Júnior, o filho, fora adotado por um tio, irmão de sua mãe.
Mas após um mês na casa desse parente, um vizinho encontrou Júnior sentado no meio-fio da rua, olhando inerte para o vazio, com um caderno de capa azul-escuro, folheando as páginas amareladas.
A porta da casa estava aberta.  Procurando pelo tio, o vizinho encontrou seu corpo já frio na cama. O rosto daquele bom homem dilacerado. E um martelo ensanguentado jogado ao lado no chão.
O que ninguém observou é que nos fundos da casa havia uma escada levando ao sótão. E no sótão, uma caixa cheia de cadernos havia sido virada e remexida.
A polícia trabalhou inicialmente com a hipótese de um assalto seguido de morte.
Mas logo as investigações levaram a outra direção. A criança passou a ser a principal suspeita. O exame das digitais no cabo do martelo confirmou a tese.
Como Júnior apresentava comportamento bastante estranho, alienado de tudo o que acontecia ao seu redor, sem falar, exames psiquiátricos foram feitos.
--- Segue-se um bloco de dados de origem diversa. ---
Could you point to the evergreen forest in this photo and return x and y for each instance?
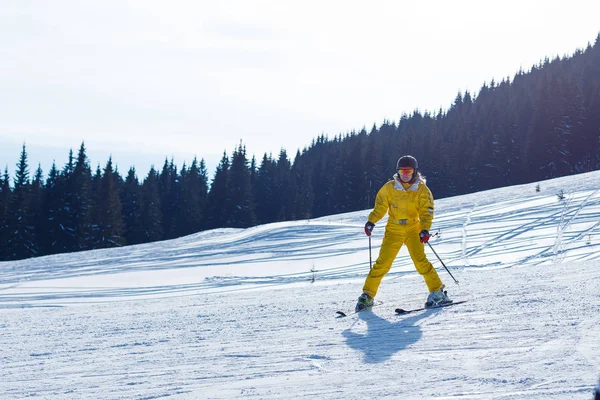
(542, 123)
Revelou-se que Júnior era um caso precoce de esquizofrenia.
Júnior foi então internado na mesma instituição de sua avó, onde, por coincidência, passou a morar no mesmo quarto onde ela vivera.
Os cadernos foram junto com ele. Pois a tentativa de tirar os cadernos de sua proximidade tornava-o extremamente violento.
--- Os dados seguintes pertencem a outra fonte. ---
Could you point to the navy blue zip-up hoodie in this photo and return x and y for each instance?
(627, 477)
Ana Clara passou a cuidar de Júnior. Dava carinho e atenção a ele como a um filho. Com sua ajuda, Júnior passou a tomar os remédios regularmente. Parou de ter as crises. Passou a ser uma criança tranquila e alegre, dentro do possível em um ambiente como aquele. O doutor Ângelo acreditava em sua completa recuperação.
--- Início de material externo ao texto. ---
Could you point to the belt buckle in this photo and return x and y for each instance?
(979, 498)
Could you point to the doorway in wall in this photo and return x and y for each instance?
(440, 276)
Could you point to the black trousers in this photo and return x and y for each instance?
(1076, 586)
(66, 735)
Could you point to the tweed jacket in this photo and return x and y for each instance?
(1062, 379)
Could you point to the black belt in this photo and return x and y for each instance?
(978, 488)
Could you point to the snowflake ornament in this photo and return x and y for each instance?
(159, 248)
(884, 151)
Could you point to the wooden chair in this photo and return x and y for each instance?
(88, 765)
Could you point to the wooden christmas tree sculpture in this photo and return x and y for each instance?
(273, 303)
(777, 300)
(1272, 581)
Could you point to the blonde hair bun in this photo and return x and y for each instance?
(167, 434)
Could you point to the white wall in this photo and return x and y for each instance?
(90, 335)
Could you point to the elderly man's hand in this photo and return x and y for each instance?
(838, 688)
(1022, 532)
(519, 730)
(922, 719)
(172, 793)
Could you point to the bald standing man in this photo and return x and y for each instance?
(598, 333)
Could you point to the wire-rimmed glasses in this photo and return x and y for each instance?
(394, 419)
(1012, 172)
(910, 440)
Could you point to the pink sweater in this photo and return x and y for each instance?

Mas ainda assim não se separava dos cadernos. E eles permaneceram em seu quarto no hospital.
Quando Júnior completou doze anos, passou a trabalhar com Ana. Esse fora o maior erro da carreira daquela enfermeira. Ela nunca se perdoaria por isso. Sabia que aquilo não daria certo, mas era uma ordem do doutor Ângelo, o que poderia fazer? Só se dera conta do sumiço de um dos bisturis quando já era tarde demais.
Na manhã do dia anterior, fazia a inspeção de rotina, quando ouviu gritos vindos do quarto de Júnior. Gritou com horror ao encontrar Júnior perfurando o peito com o bisturi da enfermaria, caído no chão banhado no próprio sangue, pedindo clemência a seus pais no inferno.
Ana Clara nada pôde fazer. Correu com Júnior para a ala cirúrgica do hospital, mas as perfurações atingiram órgãos vitais de seu corpo. O dinheiro herdado dos pais foi o suficiente para as despesas do enterro.
Ana foi a única pessoa presente no velório, naquela manhã.
A enfermeira acordou de seus pensamentos: havia trabalho a fazer. Abriu o armário delicadamente. Lá estavam os malditos cadernos, numerados na aba, organizados um ao lado do outro, em ordem crescente.
Pediu à servente que trouxesse uma caixa de papelão do almoxarifado, para colocá-los dentro. Enquanto a servente saía, Ana Clara começou a retirá-los do móvel, formando uma pequena pilha no chão.
Um dos cadernos escapuliu de suas mãos, abrindo-se ao meio ao cair.
Ana Clara recolheu-o no chão. Folheou-o com calma.
Não havia nada escrito em suas páginas.
Meditou, angustiada:
“O que o Júnior tanto via aqui, nesses cadernos em branco?”
 Por fim a faxineira chegou com uma caixa de papelão. Ana Clara colocou todos os cadernos lá dentro.
Pensou em deixa-los fora da ordem, mas algo a impeliu a coloca-los na ordem crescente de sempre. Por fim, selou a caixa com fita adesiva.
O Doutor Ângelo solicitara a ela que enviasse os cadernos a uma escola.
Mas Ana Clara refletiu um pouco. E escreveu com um pincel atômico no lado da caixa:  
DOAÇÃO PARA O ORFANATO PIO XII
E naquela noite, no único orfanato da cidade, uma pequena menina de cabelos loiros acordou na madrugada.
Seu nome era Maria.
Tivera um pesadelo com uma velha senhora, em um quarto com janelas cheias de grades. E não conseguiu voltar a dormir.